- Stocks fell as another major chipmaker's downbeat outlook fueled recession fears, with many traders unwilling to take any risks ahead of Wednesday's crucial inflation reading.
- A rally that pushed the S&P 500 up more than 10% from its June lows hit a snag on the fourth day of losses. The Nasdaq 100 fell after Micron Technology issued a warning, adding to evidence of chip demand collapsing. The Philadelphia semiconductor index fell 4.6%, with all 30 companies falling. Bed Bath & Beyond and Gamestop sputtered as a result of the surge in meme shares.

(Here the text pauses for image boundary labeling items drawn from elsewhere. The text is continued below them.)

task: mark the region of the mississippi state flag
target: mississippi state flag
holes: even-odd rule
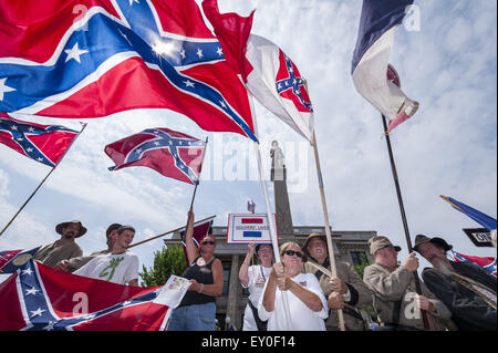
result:
[[[0,113],[0,143],[54,167],[79,132],[60,125],[28,123]]]
[[[295,64],[271,41],[250,34],[253,13],[248,18],[221,14],[216,0],[205,0],[203,8],[227,61],[240,72],[251,95],[311,142],[313,108]]]
[[[387,133],[413,116],[418,103],[406,96],[396,82],[386,77],[394,31],[403,22],[413,0],[363,0],[356,48],[352,61],[357,92],[390,120]],[[390,73],[388,73],[390,74]]]
[[[0,0],[0,112],[169,108],[256,141],[247,91],[195,0]]]
[[[156,331],[190,282],[128,287],[51,269],[30,260],[0,283],[0,331]]]
[[[487,272],[497,276],[497,268],[496,268],[496,258],[491,257],[477,257],[477,256],[468,256],[463,255],[456,251],[452,250],[453,259],[456,262],[475,262],[479,264],[483,269],[485,269]]]
[[[105,153],[116,164],[110,170],[144,166],[164,176],[198,184],[204,141],[173,129],[147,128],[105,146]]]

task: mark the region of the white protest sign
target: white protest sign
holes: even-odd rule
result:
[[[272,221],[277,229],[277,219]],[[278,239],[277,239],[278,241]],[[270,226],[267,215],[235,215],[228,216],[227,243],[271,243]]]

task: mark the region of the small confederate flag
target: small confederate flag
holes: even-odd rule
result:
[[[483,269],[485,269],[487,272],[497,276],[496,258],[468,256],[453,250],[452,252],[453,258],[455,259],[456,262],[475,262],[479,264]]]
[[[216,0],[203,8],[224,49],[227,62],[247,82],[258,102],[312,142],[313,108],[295,64],[271,41],[250,34],[252,15],[220,13]]]
[[[0,283],[0,331],[157,331],[190,281],[128,287],[61,272],[29,260]]]
[[[31,259],[40,247],[31,250],[7,250],[0,251],[0,273],[13,273]]]
[[[205,148],[204,141],[158,127],[116,141],[105,146],[105,153],[116,164],[110,170],[144,166],[174,179],[198,184]]]
[[[0,113],[0,143],[54,167],[79,133],[60,125],[28,123]]]

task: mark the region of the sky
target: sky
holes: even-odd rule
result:
[[[218,0],[221,12],[248,15],[252,33],[279,45],[307,79],[329,217],[333,230],[375,230],[407,256],[381,114],[354,89],[351,59],[356,42],[359,0]],[[496,257],[477,248],[463,228],[478,224],[439,195],[497,215],[497,2],[415,1],[395,35],[391,63],[418,112],[394,129],[391,143],[412,241],[442,237],[456,251]],[[255,103],[260,150],[269,181],[270,144],[286,155],[294,226],[323,226],[310,144]],[[15,116],[23,118],[22,116]],[[79,120],[32,117],[32,122],[81,129]],[[87,127],[38,194],[0,237],[0,251],[31,249],[60,238],[58,224],[79,219],[89,229],[77,239],[89,255],[105,248],[112,222],[133,225],[135,241],[186,224],[194,187],[134,167],[108,172],[105,145],[145,128],[167,127],[209,138],[194,210],[216,215],[227,226],[231,212],[255,200],[266,212],[253,144],[238,134],[209,133],[167,110],[136,110],[82,120]],[[50,168],[0,145],[0,228],[27,200]],[[153,264],[157,239],[133,249],[142,266]],[[425,260],[421,264],[427,266]],[[1,274],[0,281],[7,276]]]

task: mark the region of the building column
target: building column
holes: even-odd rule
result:
[[[240,313],[238,311],[238,293],[239,291],[239,256],[231,256],[231,269],[230,279],[228,284],[228,299],[227,299],[227,316],[230,318],[231,323],[236,326],[240,320]],[[237,328],[240,329],[240,328]]]

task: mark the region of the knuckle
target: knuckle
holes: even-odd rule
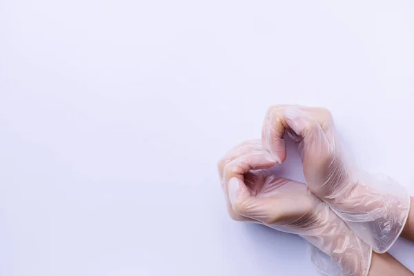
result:
[[[227,213],[228,214],[228,217],[230,217],[231,219],[235,221],[242,221],[244,220],[243,219],[243,217],[235,213],[231,206],[228,207],[228,209],[227,210]]]
[[[242,201],[237,201],[233,204],[233,209],[236,214],[244,214],[246,210],[246,206]]]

- Investors have become more cautious ahead of the July consumer-price index, which is expected to cool slightly while remaining high. The report will follow recent job data highlighting solid wage growth and US productivity data highlighting another surge in labour costs, which could complicate the Federal Reserve's efforts to control inflation.
- Timing the peak in inflation is difficult, especially after June's CPI print was hotter than expected, but being correct has brought investors a handsome return.
- According to data compiled by the Leuthold Group, those who purchased the S&P 500 at major inflation peaks dating back to 1940 saw the index rise 16% on average over the next 12 months. A significant caveat is that the price-to-earnings ratio has previously averaged 12.7 on a normalised basis, compared to above 20 now.